A VENEZIA IL DEBUTTO DEL PRIMO GIN DISTILLATO DEDICATO A MARCO POLO. EDIZIONE LIMITATA PER “LONDON DRY GIN GRAN KHAN” PRODOTTO DALLA PIU’ ANTICA DISTILLERIA ARTIGIANALE D’ITALIA ,
SERATA DI DEGUSTAZIONE ESCLUSIVA ABBINATA AL SIGARO NOSTRANO DEL GRAPPA
Debutto a Venezia per il gin “Gran Khan” nuovo prodotto della storica distilleria Vicentina “Fratelli Brunello” di Montegalda. La prima bottiglia è stata stappata in laguna in occasione del Villaggio di Coldiretti organizzato ai Giardini Napoleonici e in Riva Sette Martiri. Un evento che ha attirato molti visitatori e veneziani coinvolti in degustazioni guidate con protagonista tutta l’eccellenza italiana. Nell’enoteca con lo sfondo Piazza San Marco i cittadini e i turisti hanno potuto assaggiare per la prima volta in assoluto il London Dry Gin dedicato a Marco Polo realizzato proprio per festeggiare i 700 anni dalla morte dell’esploratore che ha attraversato l’Oriente diventando ambasciatore dell’impero di Kublai Khan nipote di Gensis Khan. Una edizione limitata, per questa acquavite speciale, a base di cereali che come vuole il disciplinare è aromatizzata con bacche di ginepro. Sugli ingredienti rigorosamente spiegati da Paolo Brunello durante la serata si è interrogato tutto il pubblico presente: dal pepe rosa allo zenzero, alla noce moscata, dai chiodi di garofano al the nero. Un vortice di profumi che ha letteralmente rapito tutti i presenti coinvolti nell’assaggio.

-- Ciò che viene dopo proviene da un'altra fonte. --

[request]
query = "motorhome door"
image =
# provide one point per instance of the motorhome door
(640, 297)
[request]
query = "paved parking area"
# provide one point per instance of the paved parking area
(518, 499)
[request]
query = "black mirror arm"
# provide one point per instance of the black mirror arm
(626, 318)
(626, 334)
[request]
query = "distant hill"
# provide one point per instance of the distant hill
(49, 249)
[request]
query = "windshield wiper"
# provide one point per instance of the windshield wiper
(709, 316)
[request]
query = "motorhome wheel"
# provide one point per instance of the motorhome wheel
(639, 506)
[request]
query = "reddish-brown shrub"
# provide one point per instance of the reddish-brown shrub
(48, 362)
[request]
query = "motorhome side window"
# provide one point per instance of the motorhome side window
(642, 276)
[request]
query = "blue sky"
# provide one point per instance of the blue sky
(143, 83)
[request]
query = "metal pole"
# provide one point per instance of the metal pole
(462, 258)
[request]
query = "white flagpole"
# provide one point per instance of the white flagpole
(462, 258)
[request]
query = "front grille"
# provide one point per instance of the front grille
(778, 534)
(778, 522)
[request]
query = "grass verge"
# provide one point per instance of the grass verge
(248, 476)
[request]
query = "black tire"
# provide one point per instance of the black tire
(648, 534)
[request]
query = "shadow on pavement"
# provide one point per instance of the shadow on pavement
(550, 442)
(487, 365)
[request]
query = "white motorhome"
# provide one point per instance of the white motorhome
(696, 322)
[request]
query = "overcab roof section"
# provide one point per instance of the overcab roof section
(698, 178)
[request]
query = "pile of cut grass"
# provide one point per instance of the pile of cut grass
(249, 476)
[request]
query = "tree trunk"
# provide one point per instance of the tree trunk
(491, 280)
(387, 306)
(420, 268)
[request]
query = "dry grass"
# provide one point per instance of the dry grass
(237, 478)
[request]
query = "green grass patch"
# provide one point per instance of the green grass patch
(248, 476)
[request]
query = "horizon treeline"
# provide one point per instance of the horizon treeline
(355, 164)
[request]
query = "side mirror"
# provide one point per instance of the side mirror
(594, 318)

Nella prima parte, un altro prodotto della distilleria è stato al centro dell’attenzione dei partecipanti: il brandy “La Stria Nera” della collezione “Spiriti del Palazzone” abbinato al sigaro “Nostrano del Brenta”. Un incontro a “km-zero” che esprime una terra ricca di sorprese – ha spiegato ancora Paolo Brunello animatore dell’evento insieme a Giampaolo Giacobbo del Consorzio Tabacchicoltori Monte Grappa. E così tra sorsi istruiti per affinare gusto e olfatto, è stata raccontata la storia di cinque secoli, quando i gabellieri della Repubblica di Venezia, i gendarmi dell’imperialregio governo di Vienna e i Finanzieri italiani seguivano “quel fil di fumo” per scovare i «pifferi» del Brenta, sigari fantasma che ufficialmente non esistevano, anche se nella valle, da Asiago a Bassano, tutti li fumavano. Una storia di contrabbando, di povera gente che si ingegnava a garantirsi il piatto di polenta sottraendo qualche foglia di tabacco alla conta del monopolio. Un racconto che dopo quasi quattrocento anni, ha avuto un lieto fine. Ora senza veli, grazie a un centinaio di produttori i sigari sono entrati nel mercato. La produzione dei «pifferi» del Brenta è rimasta immutata nel tempo, l’unica concessione alla praticità è stata l’uso di tabacco trinciato per il ripieno al posto delle foglie avvolte a mazzetto. Certo, il fumo fa male ma questo, almeno, è di tabacco puro, senza diserbanti, antiparassitari o additivi per la stagionatura. È dannoso come quasi tutti i piaceri, che, proprio per questo devono essere centellinati.